ORDER GRANTING PLAINTIFF’S MOTION TO COMPEL BETTER RESPONSES
THIS CAUSE came before the Court on June 26, 2006 on Plaintiff’s Motion to Compel Better Responses to Plaintiff’s Second Request to Produce. Plaintiff’s counsel, Timothy A. Patrick, and Defendant’s counsel, Brian Crim were present. The court after hearing argument of counsel and having reviewed the record,
It is ORDERED and ADJUDGED as follows:
(1) Plaintiff’s Second Request to Produce requested the following:
Each and every explanation of benefit (EOB) and explanation of reimbursement (EOR) generated by the Defendant for the geozip 336__ for the time period of three (3) months prior to, and three (3) months subsequent to each of the respective dates of service and CPT codes at issue pursuant to the attached Statement of Particulars.
(2) Progressive objected to the production of these EOB’s and EOR’s.
(3) The court rules that if Progressive wants to dispute the reasonableness of charges by relying upon its computer program and computer generated sums, the Plaintiff is entitled to discover whether the computer assessment is indeed an objective and accurate assessment of the reasonableness of the charges.
(4) The court relies upon Allstate v. Hodges, WL 21946592 (Fla. 2nd DCA 2003). The court finds that the production of this information may be burdensome, but is not unduly burdensome. All of this information is, or should be, computerized. As the court said of Allstate, if this is too much trouble for the Defendant, Allstate may want to reconsider adapting its computer system to provide easier access to the requested information. This kind of information is requested from Progressive on a regular basis. Progressive knows it has the ability to have a program designed that would make it less burdensome. This information is exclusively within the possession and control. This case is certainly distinguishable from Madock (a/a/o Kus) v. Progressive, Hillsborough County (Appellate) Case No. 03-6538, Div. X, Lower Case No. 02-4680. [11 Fla. L. Weekly Supp. 408b]. In Madock, the court denied the admission of evidence from a payment from a non-party insurer. In this case, the EOB’s and EOR’s reflecting payment are only from this one insurer, Progressive.

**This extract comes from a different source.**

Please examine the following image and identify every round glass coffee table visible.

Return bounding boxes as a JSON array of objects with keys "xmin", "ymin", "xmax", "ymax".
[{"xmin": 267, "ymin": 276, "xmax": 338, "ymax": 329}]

(5) Progressive must produce each and every explanation of benefit (EOB) and explanation of reimbursement (EOR) generated by the Defendant for the geozip 336__ for CPT codes 99211, 97014, 97010 and 97124 for the time period of November 15, 2005 through March 15, 2006.
(6) Progressive may redact the claimant’s name or any information that would make the claimant identifiable in order to comply with the requirements of HIPPA. Progressive may redact hand written notes from the EOB’s, but may not redact the medical provider’s name.
(7) Progressive has sixty (60) days to produce this information to Plaintiff’s counsel.